The gay guffaws of the beautiful sinners were interrupted by the solemn entrance of their governess.
"Silence!" she commanded. "Silence, young ladies! Her Majesty is close by, in conference with Monseigneur the Cardinal."
"Oh, dear Countess!" answered Blanche of Verceil, endeavoring to smother the outbursts of her laughter. "If you only knew what a wicked pasquil we have just read! According to the author it would seem that we emerge from our dormitory like the goddess Truth out of her fountain, or with as scant clothing on our limbs as Madam Eve in her paradise."
"Less noise, you crazy lasses! Less noise!" ordered the governess; and addressing Anna Bell: "Come, dearest, the Queen wishes to have a talk with you after her conference with his Excellency the Cardinal. You are to wait for her summons in a cabinet, which is separated from the Queen's apartment by the little corridor. When you hear her bell ring three times, the usual summons, you are to go in."

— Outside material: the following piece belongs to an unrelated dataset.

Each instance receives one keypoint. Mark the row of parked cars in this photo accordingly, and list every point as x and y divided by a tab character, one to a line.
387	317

Anna Bell went out with the governess, leaving her lightheaded and lighthearted companions in the room laughing and exchanging witticisms upon the pasquils.
CHAPTER II.
ANNA BELL.
Catherine De Medici and Cardinal Charles of Lorraine were in the midst of a conversation that started immediately after supper. The prelate, complaisant, sly and attentive to the slightest word of the Italian woman, showed himself alternately reserved and familiar, according to the turn that the conversation took. The Queen, on the other hand, intent, not so much upon what the retainer of the Guises said, as upon fathoming what he suppressed, at once hated and feared him, and sought to surprise upon his face the hidden secrets of his thoughts. Both the one and the other stood on their guard, the two accomplices in intrigue and crime vying with each other in dissimulation and perfidy, the Italian woman crafty, the prelate cautious.
"Monsignor Cardinal," remarked Catherine De Medici with a touch of irony in her tone, "you remind me at this moment—you must excuse the comparison, I am a huntress you know—"
"Your Majesty unites all the deities—Juno on her throne, Diana in the woods, Venus in her temple of Cytheria—"
"Mercy, Monsignor Cardinal, let us drop those mythological queens. They are old, they have lived their time—Diana, with the rest of them; they now inhabit the empyrean."